II. Phonetik und Phonologie.
Aus der obenangeführten Definition der Phonetik geht hervor, daß die Phonetik (im weiten Sinne des Terminus) zwei Aspekte der Lautmittel der Sprache zu untersuchen hat:9
1. Phonetik (im engeren Sinne),
2. Phonologie.
In der Phonetik (im engeren Sinne des Terminus) wird die lautliche Seite der Sprache entweder vom physiologisch-artikulatorischen Standpunkt aus studiert oder sie wird als akustische Erscheinung untersucht. Man kann deshalb sagen, daß die lautliche Seite der Sprache ein strak naturwissenschaftlich ausgeprägter Zweig der Phonetik als Sprachwissenschaft ist. Im Gegensatz zur Phonetik werden in der Phonologie die sprachlichen Funktionen der Lautmittel behandelt.

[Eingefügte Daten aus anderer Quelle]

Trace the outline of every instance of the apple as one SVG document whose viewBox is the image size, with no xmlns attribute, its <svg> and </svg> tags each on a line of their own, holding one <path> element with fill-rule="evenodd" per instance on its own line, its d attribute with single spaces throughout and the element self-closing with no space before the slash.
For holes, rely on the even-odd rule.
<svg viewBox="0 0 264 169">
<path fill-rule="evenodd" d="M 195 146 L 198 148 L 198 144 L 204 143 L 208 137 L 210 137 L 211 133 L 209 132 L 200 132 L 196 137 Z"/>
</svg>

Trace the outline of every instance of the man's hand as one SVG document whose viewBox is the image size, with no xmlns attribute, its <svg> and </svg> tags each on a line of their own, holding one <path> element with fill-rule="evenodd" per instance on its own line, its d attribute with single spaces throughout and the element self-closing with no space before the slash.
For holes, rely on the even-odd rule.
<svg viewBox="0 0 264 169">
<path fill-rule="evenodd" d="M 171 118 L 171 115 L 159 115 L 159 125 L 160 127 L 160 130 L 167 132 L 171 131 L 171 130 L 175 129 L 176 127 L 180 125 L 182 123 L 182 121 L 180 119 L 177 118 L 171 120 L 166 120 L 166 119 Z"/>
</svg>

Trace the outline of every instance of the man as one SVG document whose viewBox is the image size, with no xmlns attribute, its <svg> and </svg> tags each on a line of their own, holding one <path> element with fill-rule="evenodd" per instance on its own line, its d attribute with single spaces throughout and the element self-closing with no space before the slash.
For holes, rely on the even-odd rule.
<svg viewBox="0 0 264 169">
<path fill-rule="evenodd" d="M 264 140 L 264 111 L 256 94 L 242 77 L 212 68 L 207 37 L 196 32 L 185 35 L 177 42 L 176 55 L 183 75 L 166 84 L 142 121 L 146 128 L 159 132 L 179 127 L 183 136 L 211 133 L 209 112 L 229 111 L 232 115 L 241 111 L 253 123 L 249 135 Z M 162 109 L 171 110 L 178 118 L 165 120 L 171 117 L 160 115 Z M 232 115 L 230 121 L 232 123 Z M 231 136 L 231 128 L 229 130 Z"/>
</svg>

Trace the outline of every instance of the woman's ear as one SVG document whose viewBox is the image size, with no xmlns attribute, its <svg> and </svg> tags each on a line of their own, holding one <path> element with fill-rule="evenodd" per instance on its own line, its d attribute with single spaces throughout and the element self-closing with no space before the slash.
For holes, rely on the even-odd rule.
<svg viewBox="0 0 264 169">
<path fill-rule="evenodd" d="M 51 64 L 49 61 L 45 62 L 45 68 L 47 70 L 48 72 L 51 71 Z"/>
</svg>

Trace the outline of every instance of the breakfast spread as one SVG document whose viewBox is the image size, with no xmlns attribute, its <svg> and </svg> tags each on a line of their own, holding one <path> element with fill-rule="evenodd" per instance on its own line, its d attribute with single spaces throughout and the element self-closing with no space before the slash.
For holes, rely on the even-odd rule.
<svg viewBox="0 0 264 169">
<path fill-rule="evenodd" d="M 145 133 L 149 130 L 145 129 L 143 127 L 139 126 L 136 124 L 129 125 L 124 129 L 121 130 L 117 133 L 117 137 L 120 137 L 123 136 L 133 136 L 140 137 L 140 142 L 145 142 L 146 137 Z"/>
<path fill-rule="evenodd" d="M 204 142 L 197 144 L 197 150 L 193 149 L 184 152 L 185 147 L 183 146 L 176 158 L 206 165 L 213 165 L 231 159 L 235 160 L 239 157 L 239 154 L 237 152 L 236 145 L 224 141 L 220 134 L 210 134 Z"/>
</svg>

Obwohl die genannten beiden Teile der Phonetik die lautliche Seite der Sprache betreffen, haben sie verschiedene Betrachtungsweisen und Zielstellungen.
Aus den obigen Darlegungen kann man schlußfolgern, daß Phonetik und Phonologie zwei Bestandteile einer einheitlichen Lehre über das Lautsystem der Sprache sind.
Dabei folgen wir der Lehre von L. W. Stscherba, der seinerzeit scharf gegen die radikale Trennung von Phonetik und Phonologie auftrat.10
Diesen Strandpunkt vertreten bei uns in der Sowjetunion sowohl die Vertreter der Moskauer phonologischen Schule als auch die Vertreter der Leningrader Schule, als deren Begründer Stscherba selbst gilt.
Anders steht es mit der Lösung dieses Problems im Auslande. Da kann man unterschiedliche Betrachtungsweisen verfolgen.
N. S. Trubetzkoy, der mit Recht neben J. A. Baudouin de Courtenay als einer der Begründer der Phonologie gilt, setzt die Abgrenzung von Phonetik und Phonologie gleich mit der Zweiheit von Naturwissenschaften (Phonetik) und Geisteswissenschaften (Phonologie) und mit der saussurianischen Dichotomie von Sprechakt oder Parole (Phonetik) und Sprachgebilde oder langue (Phonologie).
Dabei betont er, daß die Phonologie von gewissen phonetischen Begriffen Gebrauch macht,11 z. B.: stimmhaft, stimmlos, Geräuschlaut.
A. Martinet,12 H. Pilch13 vertreten eine andere Meinung, nach der es eine einheitliche Wissenschaft über das Lautsystem der Sprache geben soll. Diese soll nach H. Pilch die Benennung «Phonetik» haben. A. Martinet besteht auf der Benennung «Phonologie». Sie sind sich einig in der Frage, was diese Wissenschaft untersuchen soll. Nach ihrer Meinung erforscht sie verschiedene Aspekte der Ausdrucksebene der Sprache auf unterschiedlicher Abstraktionsebene14.
Die Vertreter der Glossematik, der dänischen Schule,15 behaupten, daß als reine linguistische Wissenschaft nur die Kenematik, «die Lehre über die Form des Sprachausdrucks, betrachtet werden soll. Die Phonetik hingegen, die sich mit der Substanz des Sprachausdrucks befaßt, soll zu den Naturwissenschaften gezählt werden.
Der Untersuchungsbereich der Phonetik und seine Grenzen hängen, wie es oben gezeigt wurde, von der Zielstellung des Sprachforschers ab16.